Estimates of the initial dose of sodium bicarbonate may be based on the following equation:
0.5 (L/kg) × body weight (kg) × desired increase in serum HCO3- (mEq/L) = bicarbonate dose (mEq) or 0.5 (L/kg) × body weight (kg) × base deficit (mEq/L) = bicarbonate dose (mEq). The next step of therapy is dependent on the clinical response of the patient. If severe symptoms have abated, reduce frequency of administration and dose. If the CO2 plasma content is unknown, a safe average dose of sodium bicarbonate is 5 mEq (420 mg)/kg. It is unwise to attempt full correction of a low total CO2 content during the first 24 hours, because this may accompany an unrecognized alkalosis due to delayed readjustment of ventilation to normal. Thus, achieving total CO2 content of about 20 mEq/L at the end of the first day will usually be associated with a normal blood pH.

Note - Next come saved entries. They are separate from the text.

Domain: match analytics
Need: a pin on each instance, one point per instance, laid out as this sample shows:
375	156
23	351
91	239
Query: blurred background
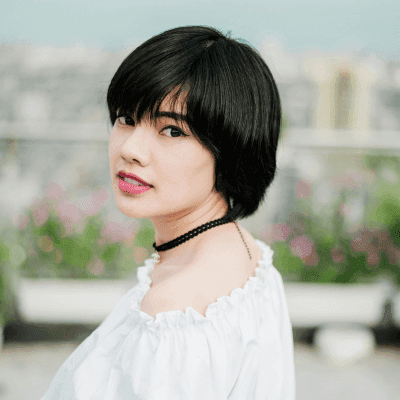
332	215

Neutralizing additive solution: One vial of neutralizing additive solution added to 1 L of any of the commonly used parenteral solutions including dextrose, sodium chloride, Ringer’s, etc, will increase the pH to a more physiologic range (specific pH may vary slightly). Some products such as amino acid solutions and multiple electrolyte solutions containing dextrose will not be brought to near physiologic pH by the addition of sodium bicarbonate neutralizing additive solution. This is due to the relatively high buffer capacity of these fluids. Avoid adding sodium bicarbonate to parenteral solutions containing calcium, except where compatibility is established; precipitation or haze may result. Norepinephrine, dopamine, and dobutamine are incompatible.